La segnaletica orizzontale è composta da tutte le strisce e scritte che possono essere incontrate sulla pavimentazione stradale. Esse hanno la funzione di prescrizione o di indicazione, al fine di regolamentare la circolazione di veicoli e di persone.

Vennero effettuati degli studi all’inizio dei XIX secolo in materia di segnaletica stradale. Gli stessi suggerirono di utilizzare le strisce colorate quale mezzo principale di avviso agli utenti stradali.

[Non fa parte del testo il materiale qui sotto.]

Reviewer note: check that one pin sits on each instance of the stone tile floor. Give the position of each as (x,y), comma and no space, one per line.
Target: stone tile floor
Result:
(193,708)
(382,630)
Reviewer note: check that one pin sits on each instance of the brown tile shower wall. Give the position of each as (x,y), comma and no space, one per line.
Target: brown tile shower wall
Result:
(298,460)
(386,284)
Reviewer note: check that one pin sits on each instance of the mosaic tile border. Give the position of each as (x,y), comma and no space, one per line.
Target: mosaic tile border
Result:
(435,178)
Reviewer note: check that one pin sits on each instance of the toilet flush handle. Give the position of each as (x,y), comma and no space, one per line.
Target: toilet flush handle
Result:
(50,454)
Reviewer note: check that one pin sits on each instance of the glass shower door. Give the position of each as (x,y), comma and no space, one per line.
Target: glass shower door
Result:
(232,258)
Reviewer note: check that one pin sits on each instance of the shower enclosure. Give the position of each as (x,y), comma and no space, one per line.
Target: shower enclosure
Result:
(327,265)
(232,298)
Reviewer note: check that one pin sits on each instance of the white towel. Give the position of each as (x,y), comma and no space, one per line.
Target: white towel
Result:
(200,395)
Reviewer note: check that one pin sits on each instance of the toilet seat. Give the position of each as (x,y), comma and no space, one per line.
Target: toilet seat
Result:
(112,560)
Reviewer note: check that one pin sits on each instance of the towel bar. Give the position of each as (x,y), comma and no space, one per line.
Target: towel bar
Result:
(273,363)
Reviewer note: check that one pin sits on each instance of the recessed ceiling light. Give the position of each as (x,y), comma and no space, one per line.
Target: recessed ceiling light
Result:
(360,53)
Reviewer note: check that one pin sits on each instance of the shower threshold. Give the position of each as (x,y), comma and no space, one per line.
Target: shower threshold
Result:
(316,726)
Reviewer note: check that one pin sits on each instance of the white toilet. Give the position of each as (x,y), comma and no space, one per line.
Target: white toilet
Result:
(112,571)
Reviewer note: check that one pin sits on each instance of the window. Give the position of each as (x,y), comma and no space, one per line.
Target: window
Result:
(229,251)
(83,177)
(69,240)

Il principio era quello che il guidatore di un autoveicolo, intento a valutare il percorso e gli eventuali pericoli sul proprio cammino, li avrebbe notati maggiormente di un cartello sul lato della carreggiata.

L’esempio più evidente di segnaletica orizzontale è l’attraversamento pedonale. Essa viene solitamente inserita in una banda trasversale rossa o blu, per rendere la stessa ancora più visibile. Il colore in contrasto più evidente è tuttavia con il bianco, il colore nero. Il colore che viene tendenzialmente utilizzato per questo tipo di segnaletica è variabile a seconda della nazione nella quale ci si trova. Nella maggior parte dei casi tuttavia viene utilizzato il colore bianco oppure il colore giallo. Questi due colori sono infatti particolarmente visibili. Gli altri colori vengono utilizzati tendenzialmente per delimitare gli spazi secondari, come ad esempio il blu, utilizzato per delimitare le aree di parcheggio a pagamento.

La segnaletica verticale è invece l’insieme dei cartelli che circondano le strade e che sono posti appunto in maniera verticale. Dopo pochi anni dall’apparizione dei primi veicoli a motore lungo le strade, sono apparsi ai lati della carreggiata anche i primi segnali stradali.

Inizialmente le forme e i colori dei cartelli stradali, erano lasciati alla discrezione delle autorità locali. In Italia si deve soprattutto al Touring Club Italiano, la messa in opera e il censimento dei cartelli stradali verticali. Nel primo dopoguerra fu stabilita una distinzione dei cartelli, in tre categorie, con ovviamente forme specifiche.

La forma triangolare iniziò ad essere usata per i segnali di pericolo. La freccia iniziò ad essere utilizzata per indicare la direzione. La forma circolare iniziò ad essere utilizzata per norme di prescrizioni o disciplina. Venne conservata la forma rettangolare per i cartelli di località, abitati, preavvisi di bivio, prudenza, corsi d’acqua, monumenti e pochi altri casi.

La differenza delle forme dei cartelli stradali, che il Touring Club Italiano, fu il primo ente a proporre, vennero riconosciute alla Conferenza di Ginevra del 1931.